Summary
Fact checking is important to be done in a timely manner, especially nowadays when it’s used on live TV shows. While existing work presents many automated fact-checking systems, the human-in-the-loop is neglected.This paper presents the design and evaluation of a mixed initiative approach to fact-checking. The authors combine human knowledge and experience with the efficiency and scalability of automated information retrieval and machine learning. The authors present a user study in which participants used the proposed system to help their own assessment of claims. The presented results suggest that individuals tend to trust the system especially that participant accuracy assessing claims improved when exposed to correct model predictions.Yet, the participants’ trust is overestimated when the model was wrong. The exposure to the system’s predictions often reduced human accuracy. Participants that were given the option to interact with these incorrect predictions were often able improve their own performance. This suggests that in order to have better models, they have to be transparent especially when it comes to human-computer interaction as AI models might fail and humans could be the key factor in correcting them.
Reflection
I enjoyed reading this paper. It was very informative on the importance of transparent models in AI and machine learning. Also how transparent models could make the performance better when we include the human in the loop.

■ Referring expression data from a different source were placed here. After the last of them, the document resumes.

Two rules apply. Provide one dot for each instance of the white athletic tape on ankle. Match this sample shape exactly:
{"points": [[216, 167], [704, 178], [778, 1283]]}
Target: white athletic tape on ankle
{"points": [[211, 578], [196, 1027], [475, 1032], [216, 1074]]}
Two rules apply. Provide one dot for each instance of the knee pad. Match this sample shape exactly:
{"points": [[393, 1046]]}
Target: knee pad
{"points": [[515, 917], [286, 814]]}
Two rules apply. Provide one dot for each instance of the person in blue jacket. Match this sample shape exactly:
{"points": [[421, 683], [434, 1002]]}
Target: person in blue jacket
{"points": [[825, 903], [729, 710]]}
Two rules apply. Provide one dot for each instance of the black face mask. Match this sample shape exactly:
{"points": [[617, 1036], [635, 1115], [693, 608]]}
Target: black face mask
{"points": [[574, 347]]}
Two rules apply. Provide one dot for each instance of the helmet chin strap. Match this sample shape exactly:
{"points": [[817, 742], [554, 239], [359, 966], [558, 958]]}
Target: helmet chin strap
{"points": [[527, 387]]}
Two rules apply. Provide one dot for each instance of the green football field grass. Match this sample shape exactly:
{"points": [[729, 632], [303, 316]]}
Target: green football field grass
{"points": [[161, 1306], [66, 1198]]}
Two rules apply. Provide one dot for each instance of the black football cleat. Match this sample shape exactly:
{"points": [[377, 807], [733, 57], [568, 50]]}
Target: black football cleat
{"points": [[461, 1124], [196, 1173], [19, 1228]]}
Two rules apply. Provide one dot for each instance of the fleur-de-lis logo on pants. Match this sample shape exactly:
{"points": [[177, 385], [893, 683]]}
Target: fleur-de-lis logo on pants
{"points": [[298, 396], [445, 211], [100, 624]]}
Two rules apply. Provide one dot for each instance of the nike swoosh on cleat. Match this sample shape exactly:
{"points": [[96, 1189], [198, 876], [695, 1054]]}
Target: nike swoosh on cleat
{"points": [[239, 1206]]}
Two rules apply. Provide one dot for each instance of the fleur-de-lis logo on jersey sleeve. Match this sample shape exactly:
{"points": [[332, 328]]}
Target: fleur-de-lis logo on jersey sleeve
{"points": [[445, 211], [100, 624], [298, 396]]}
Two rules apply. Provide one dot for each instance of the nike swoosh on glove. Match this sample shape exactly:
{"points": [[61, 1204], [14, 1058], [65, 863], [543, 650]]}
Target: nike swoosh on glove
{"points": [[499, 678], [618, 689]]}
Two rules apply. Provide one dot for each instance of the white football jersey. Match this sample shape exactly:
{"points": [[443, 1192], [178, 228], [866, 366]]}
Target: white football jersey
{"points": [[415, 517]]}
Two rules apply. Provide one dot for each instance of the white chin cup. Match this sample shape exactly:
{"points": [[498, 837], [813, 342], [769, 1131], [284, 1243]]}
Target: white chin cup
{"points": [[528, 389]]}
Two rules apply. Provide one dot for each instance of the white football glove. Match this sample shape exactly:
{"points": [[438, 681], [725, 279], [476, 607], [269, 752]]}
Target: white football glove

In their limitations, the authors discuss important points in relying on crowdworkers. They explain how MTurk participants should not all be given the same weight when looking at their responses since different participant demographics or incentives may influence findings. For example, non-US MTurk workers may not be representative of American news consumers or familiar with the latest and that could affect their responses. The authors also acknowledge that MTurk workers are paid by the task and that could cause some of them to respond by agreeing with the model’s response when in reality that is not the case, just so they could acquire the HIT and get paid. They found a minority of these responses and it made me think of ways to mitigate it. Like the papers from last week studying the behavior of an MTurk worker while completing the task might be an indicator if the worker actually agrees with the model or it is just to get paid.
The authors mention the negative impact that could potentially stem from their work and that could be as we saw in their experiment the model did a mistake but the humans over trusted it. The dependability on AI and technology makes users give them credit more than they should and such errors could impact the users perception of the truth.Addressing these limitations should be an essential requirement for further work.
Discussion
- Where would you use a system like this most?
- How would you suggest to mitigate errors produced by the system?
- As humans, we trust AI and technology more than we should, how would you redesign the experiment to ensure that the crowdworkers actually check the presented claims?